Post

Tactical Debt Silently Destroys Engineering Velocity

Tactical Debt Silently Destroys Engineering Velocity

Picture the cartoon: an engineer chained to a giant boulder labeled TACTICAL DEBT.

The boulder is not made of bad code. It is made of unclear ownership, manual work, status meetings, hero dependencies, reactive fire drills, poor handoffs, information silos, excess approvals, and tribal knowledge.

That image works because every senior engineer has felt it. You can be good at your job. Your team can be smart. The codebase can even be reasonably clean. And somehow the smallest change still takes three weeks to reach production.

This is the part of engineering productivity we keep underestimating.

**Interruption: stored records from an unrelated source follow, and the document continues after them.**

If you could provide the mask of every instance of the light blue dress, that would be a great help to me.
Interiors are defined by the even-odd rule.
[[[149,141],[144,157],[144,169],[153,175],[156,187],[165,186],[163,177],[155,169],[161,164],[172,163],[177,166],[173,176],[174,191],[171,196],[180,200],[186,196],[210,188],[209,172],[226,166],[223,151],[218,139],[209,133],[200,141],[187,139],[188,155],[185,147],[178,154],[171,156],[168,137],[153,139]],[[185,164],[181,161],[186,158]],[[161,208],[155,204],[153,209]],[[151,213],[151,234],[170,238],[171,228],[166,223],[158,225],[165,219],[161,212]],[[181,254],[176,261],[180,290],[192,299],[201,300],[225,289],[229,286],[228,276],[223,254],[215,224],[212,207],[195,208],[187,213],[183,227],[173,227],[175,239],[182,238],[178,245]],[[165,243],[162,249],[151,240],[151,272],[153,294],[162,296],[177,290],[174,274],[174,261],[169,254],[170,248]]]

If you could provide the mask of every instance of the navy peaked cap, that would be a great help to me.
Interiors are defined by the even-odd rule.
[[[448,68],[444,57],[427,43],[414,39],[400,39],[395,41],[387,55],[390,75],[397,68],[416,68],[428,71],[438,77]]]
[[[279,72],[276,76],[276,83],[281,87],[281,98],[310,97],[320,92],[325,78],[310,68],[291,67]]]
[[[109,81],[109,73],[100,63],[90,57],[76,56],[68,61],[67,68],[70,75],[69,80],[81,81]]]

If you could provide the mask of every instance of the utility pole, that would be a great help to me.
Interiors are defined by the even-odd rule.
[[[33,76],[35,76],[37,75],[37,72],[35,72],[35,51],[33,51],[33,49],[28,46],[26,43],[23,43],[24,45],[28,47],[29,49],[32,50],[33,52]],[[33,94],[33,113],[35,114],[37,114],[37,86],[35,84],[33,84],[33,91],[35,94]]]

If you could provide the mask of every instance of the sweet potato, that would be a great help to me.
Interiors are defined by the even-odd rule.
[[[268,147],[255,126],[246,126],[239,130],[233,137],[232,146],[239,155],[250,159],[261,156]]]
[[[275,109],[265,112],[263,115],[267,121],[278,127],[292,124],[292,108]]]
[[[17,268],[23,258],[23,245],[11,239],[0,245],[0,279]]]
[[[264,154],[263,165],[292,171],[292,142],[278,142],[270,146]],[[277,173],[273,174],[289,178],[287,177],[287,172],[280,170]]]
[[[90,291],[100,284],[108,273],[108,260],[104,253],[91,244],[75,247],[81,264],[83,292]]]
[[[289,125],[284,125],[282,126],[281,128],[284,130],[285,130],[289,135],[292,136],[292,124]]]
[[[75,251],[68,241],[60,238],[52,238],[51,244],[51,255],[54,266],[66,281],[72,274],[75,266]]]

AI can help you write code faster. Better tests can help you change code with more confidence. Cleaner architecture can reduce local complexity. But tactical debt absorbs those gains before they become delivery speed.

AI writes the patch in ten minutes. Tactical debt makes sure the patch waits two days for ownership clarification, one day for approval, another day for the one person who understands the deployment path, then gets delayed because production is on fire again.

Congratulations. You optimized the typing, not the system.

Tactical debt is not technical debt

Technical debt is about the shape of the code: messy abstractions, weak tests, duplicated logic, risky coupling, bad boundaries, poor naming, fragile dependencies.

Tactical debt is about the shape of the work: how decisions move, how ownership is understood, how knowledge spreads, how incidents interrupt plans, how changes travel from idea to production.

They are related, but they are not the same thing.

A service can have clean code and terrible tactical debt. The tests pass, the architecture is reasonable, the domain model is fine, and still nobody knows who owns it. Deployments still require a manual checklist. The release still needs three approvals from people who do not understand the change. The incident process still depends on one engineer reading logs from memory.

The opposite also happens. A codebase can be ugly but tactically healthy. Ownership is clear. Deployments are automated. Incidents have runbooks. The team communicates asynchronously. Decisions are recorded. In that environment, ugly code is at least visible and movable. You can gradually repair it because the operating system around the team allows repair.

Technical debt slows the code down. Tactical debt slows the organization down.

And when they compound, velocity collapses.

Unclear ownership turns small questions into investigations

The most expensive sentence in a software company is often:

Who owns this service?

It sounds harmless. It is not.

A team wants to change an API. The repository exists. The service is running. There are dashboards. Someone must own it, right?

Then the archaeology begins. The original team was reorganized. The current team uses the service but does not own it. The platform team owns the deployment pipeline but not the business logic. The person who wrote most of it moved to another domain. The Slack channel is still active, but mostly for alerts nobody wants.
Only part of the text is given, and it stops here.